En 2017 apareció en Managua, editado por Anamá, un libro cuyo título ahora me suena como una profecía odiosa: Los jóvenes no pueden volver a casa. Su autor, Mario Martz, nacido en 1988 en la nicaragüense ciudad de León, nos entregaba una colección de nueve relatos entretejidos por personajes en situaciones que, en suma, plantean una interrogante al tiempo que les ha tocado habitar: ¿hasta dónde debemos cargar con los errores de nuestros padres?
Atrapados por las circunstancias heredadas, en estas páginas observamos a esos personajes dejarse vencer sin apenas resistirse ante patrones de comportamiento que son —lo quieran ver o no— los mismos que antes han tenido sus progenitores. Hijos abandonados, hermanos que no se conocen, familias rotas. Los jóvenes, igual en la ficción que en la realidad, no podrán volver a casa: esta jamás fue suya.

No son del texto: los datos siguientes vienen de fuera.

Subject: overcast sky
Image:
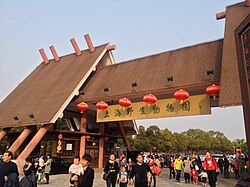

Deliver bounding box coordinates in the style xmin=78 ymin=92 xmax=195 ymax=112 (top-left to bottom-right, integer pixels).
xmin=0 ymin=0 xmax=246 ymax=140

Palabras como exilio o clandestinidad han vuelto al léxico cotidiano en Nicaragua. Dejando a un lado las «causas profundas» o los «objetivos últimos» de la revuelta social de 2018, y la subsiguiente crisis y la represión que el Estado ha impuesto, mucho de lo cual está atado por unos hilos abstractos que algunos llaman justicia y otros, creyéndoselo o no, democracia o autodeterminación; dejando esto de lado, digo, lo cierto es que en este país de apenas poco más de seis millones de habitantes, y que todavía hoy evoca aquel sueño o pesadilla —según quién vea— que llamábamos Revolución Popular Sandinista, los jóvenes una vez más están viendo cómo su futuro ̶(y su presente) lo hipotecan unas cuantas camarillas de poder ocupadas desde hace varios años por personas a las que en su mayoría difícilmente les alcanzará la vida para llegar a la mitad de nuestro siglo.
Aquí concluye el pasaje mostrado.